If a Doctor doesn't knuckle-under to the DEA's demands to quit prescribing these medications, they send field agents out to pore over the medical records of their patients, scrutinizing each and every patient who is prescribed substances on their "hit lists" and demand justification for each and every prescription they write. This is costly for Doctors who are already struggling under heavy patient loads, who have neither the time nor resources to withstand the inquisitions by DEA agents who use this tactic as a method of intimidating them into violating their "Hippocratic Oath" and cave-in to DEA demands. This practice of intimidation and fear has proven to be remarkably successful, and Family Practice physicians as well as some specialists have quit prescribing medications for their patients who do suffer from chronic pain and refer them to "Chronic Pain Clinics," birthing another "medical specialty" that is costing taxpayers millions, if not billions, of dollars per year. In attempting to corral the majority of those who require chronic pain care into separate medical practices to allow them to monitor these patients more effectively, the DEA has created the "Pill Mills" that now require even more taxpayer money to uncover and prosecute for illegally prescribing dangerous drugs to addicts who illegally "Doctor Shop" and visit multiple physicians to satisfy their own cravings and/or seek these prescriptions to sell on the streets; this is a threat to the health and safety of those who purchase these drugs and do not understand the danger that these substances pose to recreational drug users, who often underestimate their power and, inadvertently, pay the ultimate price for their ignorance by overdosing and losing their lives.

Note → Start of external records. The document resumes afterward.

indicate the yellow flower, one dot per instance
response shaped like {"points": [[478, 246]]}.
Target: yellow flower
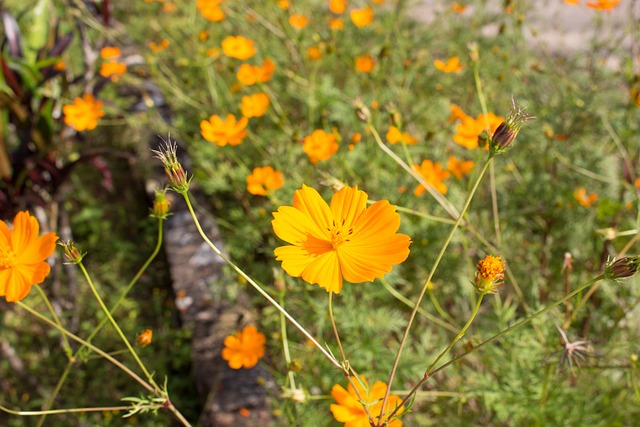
{"points": [[211, 10], [298, 21], [346, 240], [459, 167], [365, 63], [394, 136], [108, 52], [337, 6], [585, 200], [336, 24], [489, 274], [255, 105], [453, 65], [263, 180], [144, 339], [362, 17], [159, 47], [314, 53], [350, 410], [23, 255], [251, 74], [113, 70], [320, 146], [433, 174], [469, 130], [84, 113], [245, 348], [603, 5], [238, 47], [221, 133]]}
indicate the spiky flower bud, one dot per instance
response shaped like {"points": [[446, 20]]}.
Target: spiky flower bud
{"points": [[176, 175], [503, 137], [71, 252], [489, 274], [622, 268]]}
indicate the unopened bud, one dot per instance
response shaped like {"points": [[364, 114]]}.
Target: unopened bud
{"points": [[622, 268]]}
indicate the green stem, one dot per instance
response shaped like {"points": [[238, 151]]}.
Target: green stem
{"points": [[499, 334], [425, 285], [67, 346], [458, 337], [257, 287], [103, 321], [88, 345], [116, 327]]}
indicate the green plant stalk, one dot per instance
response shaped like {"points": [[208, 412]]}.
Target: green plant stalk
{"points": [[285, 345], [252, 282], [499, 334], [88, 345], [104, 321], [64, 411], [425, 285], [43, 295], [117, 327], [457, 337]]}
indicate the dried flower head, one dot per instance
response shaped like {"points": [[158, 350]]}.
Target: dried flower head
{"points": [[176, 175], [489, 274]]}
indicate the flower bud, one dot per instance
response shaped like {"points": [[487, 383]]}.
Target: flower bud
{"points": [[622, 268], [489, 274], [71, 252]]}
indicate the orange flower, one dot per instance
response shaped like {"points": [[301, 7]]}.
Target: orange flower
{"points": [[453, 65], [84, 113], [108, 52], [238, 47], [362, 17], [320, 146], [245, 348], [113, 70], [365, 63], [603, 5], [585, 200], [221, 133], [23, 255], [346, 240], [298, 21], [251, 74], [314, 53], [255, 105], [350, 410], [159, 47], [394, 136], [433, 174], [336, 24], [457, 7], [459, 167], [144, 339], [337, 6], [211, 10], [489, 274], [469, 130], [263, 180]]}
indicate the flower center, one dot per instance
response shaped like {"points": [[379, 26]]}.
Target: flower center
{"points": [[339, 234], [7, 258]]}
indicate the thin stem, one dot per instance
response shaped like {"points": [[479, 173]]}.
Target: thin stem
{"points": [[88, 345], [104, 321], [67, 346], [425, 285], [257, 287], [458, 337], [496, 336], [115, 325]]}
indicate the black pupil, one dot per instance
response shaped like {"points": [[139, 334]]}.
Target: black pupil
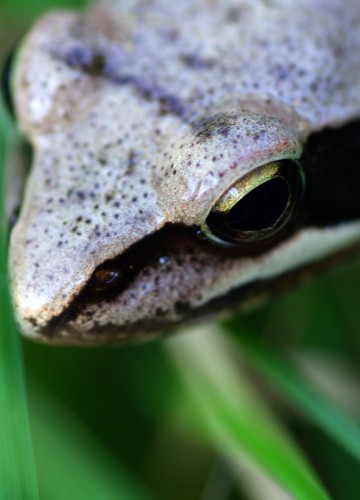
{"points": [[261, 208], [5, 84]]}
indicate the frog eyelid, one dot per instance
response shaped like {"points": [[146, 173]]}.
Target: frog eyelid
{"points": [[258, 205]]}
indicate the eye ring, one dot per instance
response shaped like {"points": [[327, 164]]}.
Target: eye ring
{"points": [[257, 206]]}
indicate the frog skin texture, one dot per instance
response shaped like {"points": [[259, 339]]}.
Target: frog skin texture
{"points": [[141, 114]]}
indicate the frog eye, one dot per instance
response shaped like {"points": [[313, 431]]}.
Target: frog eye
{"points": [[257, 206], [6, 83]]}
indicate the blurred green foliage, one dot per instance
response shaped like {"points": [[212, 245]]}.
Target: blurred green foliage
{"points": [[159, 421]]}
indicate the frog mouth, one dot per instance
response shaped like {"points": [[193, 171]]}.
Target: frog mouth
{"points": [[243, 298]]}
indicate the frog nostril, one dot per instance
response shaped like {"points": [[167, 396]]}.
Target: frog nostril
{"points": [[106, 279]]}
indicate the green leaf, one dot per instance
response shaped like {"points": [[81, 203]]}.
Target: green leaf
{"points": [[64, 448], [17, 469], [235, 418], [283, 375]]}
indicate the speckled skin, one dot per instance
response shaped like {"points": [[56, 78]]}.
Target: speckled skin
{"points": [[142, 113]]}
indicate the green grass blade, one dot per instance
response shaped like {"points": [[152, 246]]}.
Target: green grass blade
{"points": [[282, 374], [235, 418], [72, 463], [17, 469]]}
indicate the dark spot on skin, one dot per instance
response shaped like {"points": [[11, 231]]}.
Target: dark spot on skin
{"points": [[194, 61], [182, 307], [206, 127], [87, 60]]}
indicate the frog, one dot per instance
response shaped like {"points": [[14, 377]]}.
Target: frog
{"points": [[188, 157]]}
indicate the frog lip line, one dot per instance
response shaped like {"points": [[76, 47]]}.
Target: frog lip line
{"points": [[142, 330], [148, 253]]}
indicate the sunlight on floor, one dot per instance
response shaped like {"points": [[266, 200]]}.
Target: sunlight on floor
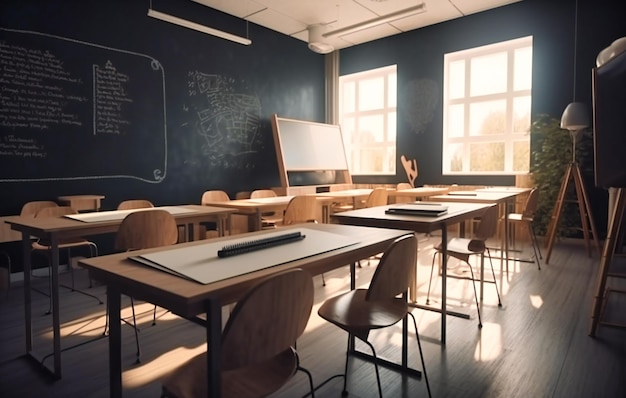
{"points": [[489, 346]]}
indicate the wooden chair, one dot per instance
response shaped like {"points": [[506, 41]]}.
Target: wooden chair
{"points": [[144, 230], [254, 364], [464, 248], [360, 311], [302, 208], [134, 204], [378, 197], [31, 208], [51, 209], [403, 199], [526, 217], [268, 219], [214, 196]]}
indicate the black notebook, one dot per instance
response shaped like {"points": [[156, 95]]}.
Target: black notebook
{"points": [[419, 209]]}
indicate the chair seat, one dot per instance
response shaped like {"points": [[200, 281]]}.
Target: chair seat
{"points": [[254, 381], [63, 244], [463, 246], [351, 311]]}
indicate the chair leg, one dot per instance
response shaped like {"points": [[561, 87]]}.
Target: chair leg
{"points": [[380, 389], [132, 306], [419, 346], [344, 393], [493, 274], [480, 323], [535, 243], [430, 280]]}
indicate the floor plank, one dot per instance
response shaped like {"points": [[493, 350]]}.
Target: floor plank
{"points": [[536, 345]]}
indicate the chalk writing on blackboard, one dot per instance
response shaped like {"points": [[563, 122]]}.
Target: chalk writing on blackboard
{"points": [[421, 99], [226, 119], [110, 96], [72, 110]]}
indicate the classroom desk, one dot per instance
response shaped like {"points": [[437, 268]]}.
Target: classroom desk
{"points": [[357, 195], [417, 193], [254, 208], [189, 299], [57, 229], [503, 198], [81, 202], [376, 217]]}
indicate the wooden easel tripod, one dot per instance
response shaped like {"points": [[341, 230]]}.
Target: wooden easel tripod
{"points": [[586, 219], [601, 293]]}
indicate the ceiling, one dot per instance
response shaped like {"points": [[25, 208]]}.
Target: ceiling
{"points": [[294, 17]]}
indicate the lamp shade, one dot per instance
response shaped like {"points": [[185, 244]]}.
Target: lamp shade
{"points": [[575, 117]]}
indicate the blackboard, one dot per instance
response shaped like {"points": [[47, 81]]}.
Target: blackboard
{"points": [[77, 110]]}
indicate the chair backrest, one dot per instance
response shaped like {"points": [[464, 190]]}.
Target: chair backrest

In retrospect, I am able to appreciate the position that the DEA finds itself in as they attempt to curb illegal drug use and "Pill Mills" that do pose a threat to our communities; I believe they have now created their own Catch 22 and we need Washington to create legislation that will halt "Doctor Shopping," which can be accomplished by creating a regional and/or national database(s) that will expose those who travel across state lines, and even within their own states, to illegally obtain these powerful narcotics. I also understand that tying-in pharmacies to this database would solve the issue of "Doctor Shopping," and at the same time, raise valid privacy issues.